Shannon's "entropy" (specific, intensive) is H=sum(-p*log(p)) and he stated 13 times in his paper that H has units of bits, entropy, or information PER SYMBOL, not bits (total entropy) as most people assume. An information source generates entropy S=N*H where N is the number of symbols emitted. H is a "specific entropy" based on the probability of "n" unique symbols out of N total symbols. H is not a "total entropy" as is usually believed, finding its physical parallel with So=entropy/mole. Physical S=N*So and information S=N*H. It is rare to find texts that explain this.
An ideal monoatomic gas (Sackur-Tetrode equation) has an entropy from N mutually independent gas particles of S=kb*sum(ln(total states/i^(5/2)) where the sum is over i=1 to N. This is approximated by Stirling's formula to be S=kb*N*[ln(states/particle)+5/2]. I can't derive that from Shannon's total entropy S=N*H even though I showed in the first paragraph the final entropies are exactly the same.
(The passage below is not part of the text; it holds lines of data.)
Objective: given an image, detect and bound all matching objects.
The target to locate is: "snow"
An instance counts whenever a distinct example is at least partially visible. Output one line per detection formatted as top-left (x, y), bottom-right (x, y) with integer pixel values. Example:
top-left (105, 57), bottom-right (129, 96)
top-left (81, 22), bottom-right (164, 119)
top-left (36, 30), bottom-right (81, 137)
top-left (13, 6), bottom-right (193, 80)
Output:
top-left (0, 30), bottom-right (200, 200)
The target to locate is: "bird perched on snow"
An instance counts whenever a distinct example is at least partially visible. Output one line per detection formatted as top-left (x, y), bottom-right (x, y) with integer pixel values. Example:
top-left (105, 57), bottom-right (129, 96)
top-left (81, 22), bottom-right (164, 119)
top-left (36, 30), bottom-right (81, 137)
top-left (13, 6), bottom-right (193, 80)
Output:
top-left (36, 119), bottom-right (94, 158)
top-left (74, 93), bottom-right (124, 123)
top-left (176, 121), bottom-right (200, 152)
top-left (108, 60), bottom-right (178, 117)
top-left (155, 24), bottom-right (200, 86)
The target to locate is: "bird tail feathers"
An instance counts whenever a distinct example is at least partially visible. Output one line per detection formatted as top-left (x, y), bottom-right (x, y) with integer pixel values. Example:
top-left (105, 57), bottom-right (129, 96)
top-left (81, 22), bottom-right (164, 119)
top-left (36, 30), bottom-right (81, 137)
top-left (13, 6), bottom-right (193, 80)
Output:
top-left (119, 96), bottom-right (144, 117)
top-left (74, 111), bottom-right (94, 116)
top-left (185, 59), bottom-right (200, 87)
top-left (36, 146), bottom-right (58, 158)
You can't directly correlate an informatic "symbol" (such as the particles in a gas or the phonons in a solid) in a physical system to the symbols in Shannon entropy because physical entropy is constrained by total energy that can be distributed among fewer than the N available particles or phonons. Once you've characterized a source of symbols in Shannon entropy, you know the number of symbols and that is what you use to calculate the entropy. But the energy in a physical system can be distributed among N or fewer particles which results in a N! divisor instead of an N^N divisor in Shannon's N*H = N*log[(states in N symbols)/(N)] plus using a log rule. This gives physical entropy more possible ways to use the N particles than information can use N symbols. 1 particle carrying the total energy is a possible macrostate (not counting the minimal QM state for the others), but information entropy does not have a "constrained only by the sum" of an external variable like this to use fewer symbols. Physical entropy seems to always be S=kb*N*[ln(states/particle)+c] and the difference from information entropy is the c. But the c is generally not a huge factor and might become insignificant in bulk matter where the energy is spread equally between bulks, then physical entropy is then S=N*So. Information entropy is perfectly like this (S=N*H), but you can't derive So from H, but it's always true that Sbits=S/(kb*ln(2)) (i.e., the exact state a system is in can be specified by answering Sbits of yes/no questions.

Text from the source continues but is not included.